Jesus does not govern His kingdom by laying down the law. He governs His kingdom by fulfilling the law. He governs His kingdom by bearing the penalty the law imposes upon those who disobey it. Pontius Pilate put a title above Christ’s head on the cross that read, “Jesus of Nazareth, The King of the Jews.” It was written in Hebrew, Greek, and Latin. The chief priests of the Jews were outraged by this and demanded that Pilate replace that title with one that said, “He said, I am the King of the Jews.” Pilate refused. On that single issue the cowardly politician stood his ground. He said to them, “What I have written, I have written.” (John 19:22) Pilate was speaking for God whether he knew it or not. The point is not just that Jesus is identified as King of the Jews. It is where and how Jesus is identified as King of the Jews. It is on the cross! It is in His suffering! It is as Jesus, the truth incarnate, reveals the true God to the world. You cannot see God, embrace Him in faith, confess His truth, or know Him as a loving Father except as you see God in the suffering of His only begotten Son on the cross.
Some think of the truth as an intellectually coherent system of doctrine that fits neatly together like a refined machine. Others say the truth is centered in a personal relationship with Jesus in which you by an act of your free will surrender yourself to Him and promise to make Him Lord of your life. Still others say the truth is made known in spiritual gifts flowing through you, empowering you toward victory over life’s obstacles. But you come to know the truth only in the crucifixion of the Son of God in your place. That is where the truth of God’s word is centered. Jesus submitted to the law that condemned us all. See in His submission your righteousness. There, in that humble obedience you are made righteous. See in His suffering your punishment. There, as He suffers in your place, your sins are punished and you are set free from them. In Jesus’ crucifixion is the truth that makes you free.

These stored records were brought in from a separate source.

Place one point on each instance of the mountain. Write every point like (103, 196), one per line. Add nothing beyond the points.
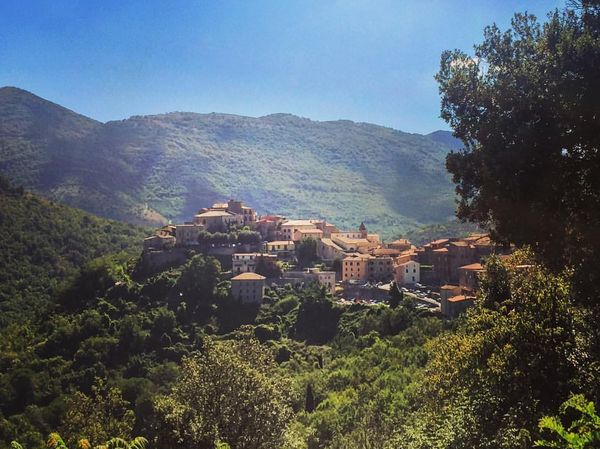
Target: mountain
(149, 169)
(446, 138)
(42, 243)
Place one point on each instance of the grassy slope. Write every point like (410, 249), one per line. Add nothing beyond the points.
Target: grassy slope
(42, 242)
(167, 166)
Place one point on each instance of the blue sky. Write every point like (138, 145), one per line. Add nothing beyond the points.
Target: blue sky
(363, 60)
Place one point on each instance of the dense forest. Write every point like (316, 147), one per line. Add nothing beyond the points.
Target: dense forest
(145, 169)
(118, 357)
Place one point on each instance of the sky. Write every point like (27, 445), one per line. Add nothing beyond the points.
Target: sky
(363, 60)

There it is that you are forgiven, justified, and delivered from every evil of body and soul.
“My kingdom is not of this world,” Jesus said. “If My kingdom were of this world, My servants would fight, so that I should not be delivered to the Jews; but now My kingdom is not from here.” His servants did not fight. He fought against all the power of evil on the cross. The grace and truth that Jesus brings He brings only by way of the cross. In bearing the deceit of all sin He brings His truth to us. In satisfying the demands of all justice He brings His grace to us.
We are here where we belong this morning. What brings us to church to hear Christ’s gospel and to receive His sacraments is more than a religious urge or devotion to our Christian duty. We come to church because the same Jesus who won the kingdom on the cross rules as King of the kingdom where the fruit of His holy passion to given to sinners who hunger and thirst for righteousness. Here He satisfies our every spiritual hunger. Here He quenches our thirst. Here His righteousness is reckoned to us so we go home justified and at peace with God. Jesus was born and came into this world so that you would know this truth, believe it, and find eternal joy in it. That is the truth that we confess.